A parte questo che tutto sommato rende piacevole la mia giornata, c’è un'altra riflessione o altri pensieri che mi mettono in movimento, e spingono le mie scelte a prendere una direzione piuttosto che un'altra. Alla radio ascolto un programma davvero interessante “Baobab” radio1, intervistano una responsabile del centro Astali, organizzazione dei Gesuiti per i richiedenti asilo, e scopro o meglio ascolto qualcosa che in genere non viene resa pubblica, né approfondita, si tratta degli scafisti, di quegli uomini che traghettano sul Mediterraneo migliaia di uomini, donne e bambini, in viaggi infernali e carichi di morte. Io mi sono sempre immaginato uomini senza scrupolo e senza un minimo di coscienza, accecati dai soldi e spietati; ma nella realtà le situazioni sono sempre molto più complesse e sfumate: scopro dall’intervista che molto spesso gli scafisti sono ragazzi poco più che adolescenti, reclutati dai villaggi poveri di pescatori di paesi del Nord Africa, pagati spesso con un viaggio gratis, anche loro per raggiungere una metà immaginata come la salvezza assoluta. Ragazzini che dal senso di onnipotenza e forza, passano alla realtà del carcere minorile,  alla condanna per traffico di uomini e sfruttamento fino all’accusa per strage. I veri carnefici non sono mai in prima lenea, non rischiano la propria vita e la propria libertà e visto che non hanno scrupolo, vivono questa dimensione fino in fondo, la vita di un minore non ha valore, di fronte alla propria avidità mortifera. Mi scopro miope, mi sento ingannato anche dalla mia poca capacità di saper leggere la realtà, ingenuo nel dirmi che quello che vedo e sento dai racconti giornalistici è tutta la verità; no! La violenza e la prepotenza umana non ha limiti, i criminali sfruttano i sogni di ogni piccolo di questo mondo pur di ricavarne il maggior numero possibile di guadagno, cercano di non pagare nemmeno gli scafisti. E di vittime, che a loro volta rendono vittime anche altri, purtroppo ne è pieno il nostro quotidiano, non è nemmeno necessario andare troppo lontano. 

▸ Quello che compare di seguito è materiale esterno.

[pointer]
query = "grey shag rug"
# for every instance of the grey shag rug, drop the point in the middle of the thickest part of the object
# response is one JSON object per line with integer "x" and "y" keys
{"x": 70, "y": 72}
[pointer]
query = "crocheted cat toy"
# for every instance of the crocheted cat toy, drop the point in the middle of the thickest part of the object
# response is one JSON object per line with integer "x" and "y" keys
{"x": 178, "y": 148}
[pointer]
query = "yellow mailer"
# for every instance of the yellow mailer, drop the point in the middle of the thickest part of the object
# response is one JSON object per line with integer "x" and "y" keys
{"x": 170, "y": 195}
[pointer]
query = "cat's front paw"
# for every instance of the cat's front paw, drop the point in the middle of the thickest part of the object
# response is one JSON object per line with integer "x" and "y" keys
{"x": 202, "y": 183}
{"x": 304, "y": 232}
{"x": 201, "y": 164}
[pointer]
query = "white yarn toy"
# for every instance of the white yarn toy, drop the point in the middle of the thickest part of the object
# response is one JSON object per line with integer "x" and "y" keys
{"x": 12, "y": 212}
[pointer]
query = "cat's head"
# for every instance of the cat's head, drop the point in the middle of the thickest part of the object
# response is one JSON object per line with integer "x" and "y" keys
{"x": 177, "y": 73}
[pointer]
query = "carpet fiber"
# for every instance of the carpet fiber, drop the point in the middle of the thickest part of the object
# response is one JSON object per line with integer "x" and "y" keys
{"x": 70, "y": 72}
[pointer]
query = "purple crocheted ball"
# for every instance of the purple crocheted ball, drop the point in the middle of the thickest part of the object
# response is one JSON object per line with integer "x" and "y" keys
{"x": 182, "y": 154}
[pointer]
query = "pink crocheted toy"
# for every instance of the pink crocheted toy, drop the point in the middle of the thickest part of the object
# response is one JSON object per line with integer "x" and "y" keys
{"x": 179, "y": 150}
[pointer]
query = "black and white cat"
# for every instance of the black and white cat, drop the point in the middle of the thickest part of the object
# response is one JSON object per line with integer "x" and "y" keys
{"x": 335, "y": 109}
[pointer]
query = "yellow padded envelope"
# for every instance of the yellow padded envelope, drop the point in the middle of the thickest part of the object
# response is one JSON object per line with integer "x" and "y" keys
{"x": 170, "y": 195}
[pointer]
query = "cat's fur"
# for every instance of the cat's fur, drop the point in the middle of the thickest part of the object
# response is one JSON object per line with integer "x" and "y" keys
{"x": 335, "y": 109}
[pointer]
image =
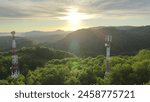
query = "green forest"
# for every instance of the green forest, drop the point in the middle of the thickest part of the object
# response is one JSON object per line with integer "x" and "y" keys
{"x": 45, "y": 66}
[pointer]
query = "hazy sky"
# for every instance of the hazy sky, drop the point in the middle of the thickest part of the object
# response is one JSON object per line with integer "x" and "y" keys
{"x": 48, "y": 15}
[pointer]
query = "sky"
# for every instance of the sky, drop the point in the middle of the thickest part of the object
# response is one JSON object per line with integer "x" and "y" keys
{"x": 69, "y": 15}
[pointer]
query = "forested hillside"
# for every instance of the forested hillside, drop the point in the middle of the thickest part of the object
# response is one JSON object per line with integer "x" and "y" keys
{"x": 30, "y": 59}
{"x": 51, "y": 67}
{"x": 90, "y": 42}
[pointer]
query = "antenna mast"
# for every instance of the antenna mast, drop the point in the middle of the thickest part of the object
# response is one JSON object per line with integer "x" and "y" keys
{"x": 14, "y": 67}
{"x": 108, "y": 40}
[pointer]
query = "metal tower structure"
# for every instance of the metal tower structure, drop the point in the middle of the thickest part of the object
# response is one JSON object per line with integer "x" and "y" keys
{"x": 14, "y": 67}
{"x": 108, "y": 40}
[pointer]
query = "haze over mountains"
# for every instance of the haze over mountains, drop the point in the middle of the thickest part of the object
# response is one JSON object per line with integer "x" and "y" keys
{"x": 127, "y": 40}
{"x": 90, "y": 42}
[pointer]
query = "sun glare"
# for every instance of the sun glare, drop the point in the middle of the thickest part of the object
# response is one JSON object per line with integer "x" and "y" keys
{"x": 74, "y": 18}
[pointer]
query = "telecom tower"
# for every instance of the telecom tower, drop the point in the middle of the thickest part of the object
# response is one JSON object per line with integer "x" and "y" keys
{"x": 108, "y": 40}
{"x": 14, "y": 67}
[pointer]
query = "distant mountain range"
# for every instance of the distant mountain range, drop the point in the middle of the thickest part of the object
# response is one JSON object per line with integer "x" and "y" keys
{"x": 127, "y": 40}
{"x": 6, "y": 43}
{"x": 42, "y": 37}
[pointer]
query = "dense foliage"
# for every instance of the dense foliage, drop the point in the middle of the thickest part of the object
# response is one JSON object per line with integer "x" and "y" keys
{"x": 30, "y": 59}
{"x": 90, "y": 41}
{"x": 58, "y": 69}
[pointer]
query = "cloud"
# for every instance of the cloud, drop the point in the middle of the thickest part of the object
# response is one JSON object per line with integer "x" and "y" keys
{"x": 58, "y": 8}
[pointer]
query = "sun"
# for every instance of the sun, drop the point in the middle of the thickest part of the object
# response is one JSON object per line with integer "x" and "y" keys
{"x": 74, "y": 17}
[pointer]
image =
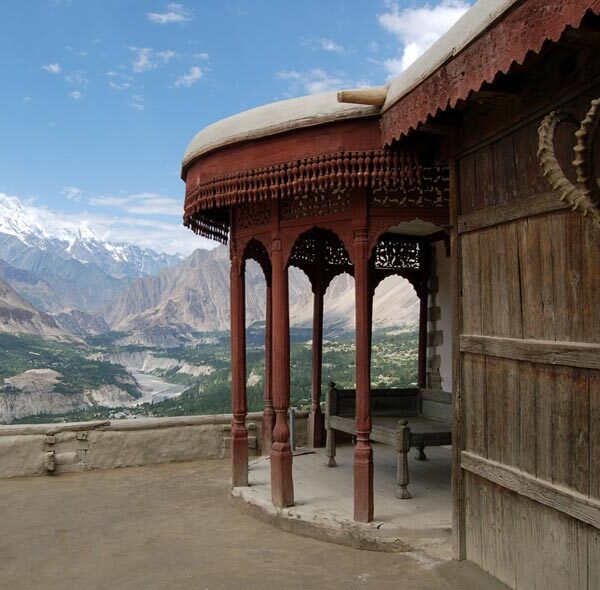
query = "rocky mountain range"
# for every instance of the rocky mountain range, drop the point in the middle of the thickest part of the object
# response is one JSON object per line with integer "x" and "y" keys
{"x": 54, "y": 266}
{"x": 19, "y": 316}
{"x": 79, "y": 284}
{"x": 194, "y": 297}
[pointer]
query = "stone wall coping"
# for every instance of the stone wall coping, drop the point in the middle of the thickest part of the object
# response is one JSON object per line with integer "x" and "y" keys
{"x": 127, "y": 424}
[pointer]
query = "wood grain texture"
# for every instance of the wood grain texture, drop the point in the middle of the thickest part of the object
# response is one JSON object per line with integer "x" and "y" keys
{"x": 555, "y": 496}
{"x": 574, "y": 354}
{"x": 538, "y": 204}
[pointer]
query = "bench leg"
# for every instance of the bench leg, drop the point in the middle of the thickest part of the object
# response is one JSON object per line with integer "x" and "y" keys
{"x": 402, "y": 476}
{"x": 330, "y": 448}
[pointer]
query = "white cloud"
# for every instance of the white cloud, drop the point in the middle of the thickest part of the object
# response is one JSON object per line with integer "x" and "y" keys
{"x": 77, "y": 78}
{"x": 141, "y": 203}
{"x": 145, "y": 58}
{"x": 52, "y": 68}
{"x": 174, "y": 13}
{"x": 418, "y": 28}
{"x": 316, "y": 81}
{"x": 72, "y": 193}
{"x": 325, "y": 44}
{"x": 186, "y": 80}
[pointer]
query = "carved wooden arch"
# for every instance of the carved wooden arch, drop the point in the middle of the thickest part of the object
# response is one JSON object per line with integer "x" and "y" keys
{"x": 404, "y": 256}
{"x": 321, "y": 254}
{"x": 379, "y": 226}
{"x": 254, "y": 249}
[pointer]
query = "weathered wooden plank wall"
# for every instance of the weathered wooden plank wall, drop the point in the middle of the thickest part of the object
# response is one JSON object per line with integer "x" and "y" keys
{"x": 529, "y": 270}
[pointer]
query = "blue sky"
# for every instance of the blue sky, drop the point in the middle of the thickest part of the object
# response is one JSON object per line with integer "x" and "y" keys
{"x": 101, "y": 97}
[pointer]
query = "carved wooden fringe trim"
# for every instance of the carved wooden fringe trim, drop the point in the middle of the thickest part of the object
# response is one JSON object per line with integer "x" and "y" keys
{"x": 383, "y": 170}
{"x": 343, "y": 170}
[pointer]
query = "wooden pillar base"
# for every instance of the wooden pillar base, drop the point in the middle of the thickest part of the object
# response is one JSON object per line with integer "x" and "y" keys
{"x": 363, "y": 482}
{"x": 316, "y": 428}
{"x": 239, "y": 457}
{"x": 268, "y": 423}
{"x": 282, "y": 484}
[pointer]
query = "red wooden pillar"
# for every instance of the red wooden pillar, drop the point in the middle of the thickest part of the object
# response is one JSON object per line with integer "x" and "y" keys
{"x": 422, "y": 362}
{"x": 282, "y": 486}
{"x": 316, "y": 421}
{"x": 363, "y": 453}
{"x": 268, "y": 419}
{"x": 239, "y": 432}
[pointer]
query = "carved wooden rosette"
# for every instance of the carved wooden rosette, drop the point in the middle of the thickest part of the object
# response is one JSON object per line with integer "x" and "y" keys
{"x": 585, "y": 195}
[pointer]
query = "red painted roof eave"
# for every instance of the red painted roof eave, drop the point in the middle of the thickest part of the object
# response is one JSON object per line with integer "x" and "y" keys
{"x": 523, "y": 29}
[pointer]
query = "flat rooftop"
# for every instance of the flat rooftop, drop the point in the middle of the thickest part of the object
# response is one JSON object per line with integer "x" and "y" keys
{"x": 171, "y": 526}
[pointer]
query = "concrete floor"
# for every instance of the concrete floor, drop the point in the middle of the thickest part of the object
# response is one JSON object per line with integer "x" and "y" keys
{"x": 171, "y": 527}
{"x": 324, "y": 500}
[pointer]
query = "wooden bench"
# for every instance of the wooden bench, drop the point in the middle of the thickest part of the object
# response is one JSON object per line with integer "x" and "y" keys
{"x": 402, "y": 418}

Di fronte a questo dato di fatto che finalmente un reportage giornalistico mette in luce, io personalmente provo rabbia, non rassegnazione, credo che anche la nostra disinformazione è un modo per rafforzare questa trama di potere, anche il nostro non saper guardare oltre il nostro naso è complicità, perché rafforza una visione della realtà che è distorta, falsa e forviante e permette a chi trama il male di restare ancora nascosti. Mettere in luce la realtà, la complessità, far emergere la verità delle situazioni è un vero atto civile e di trasformazione, mi obbliga a prendere posizione, mi impedisci di correre il rischio di condannare sempre qualcuno che è comunque vittima, permettendo al prepotente di scappare dalla porta secondaria e farla franca. “Non possiamo essere cani muti” diceva Charles de Foucauld di fronte a quello che vedeva rispetto alla schiavitù nel deserto, che la sua Francia tanto tollerava, gli interessi hanno sempre la meglio su tutti. Anche nel mio quotidiano scopro ingiustizie e spesso mi sento impotente, ma il Vangelo che cerco di leggere e ascoltare tutti i giorni, il silenzio che ha un posto essenziale nella mia giornata, non sono solo una ricerca di pace interiore, al contrario il silenzio e l’ascolto della Parola in questo quotidiano diventano la forza per non aver paura di questa storia e di questa società, Gesù nell’esperienza dei 30 anni a Nazareth si è profondamente mescolato a tutto questo, e quindi si è impastato, sporcato, compromesso con tutte le contraddizioni, ma non per sostituirsi a noi, ma per  essere se stesso, per essere quel “Dio con noi” e indicarci la strada dell’umanizzazione. Spesso noi chiediamo a Dia di sostituirci nella soluzione dei conflitti e delle violenze, mentre Lui per primo ha scelto di scendere fino in fondo nelle pieghe nascoste della nostra umanità. Con il Suo silenzio abita la storia di ogni uomo in profondità, mentre noi con le nostre preghiere gli chiediamo di andare là dove noi non siamo capaci di stare. Nazareth allora è scegliere di raggiungerlo, senza troppa paura, là dove Egli abita da sempre: nelle contraddizioni e nelle fatiche degli uomini.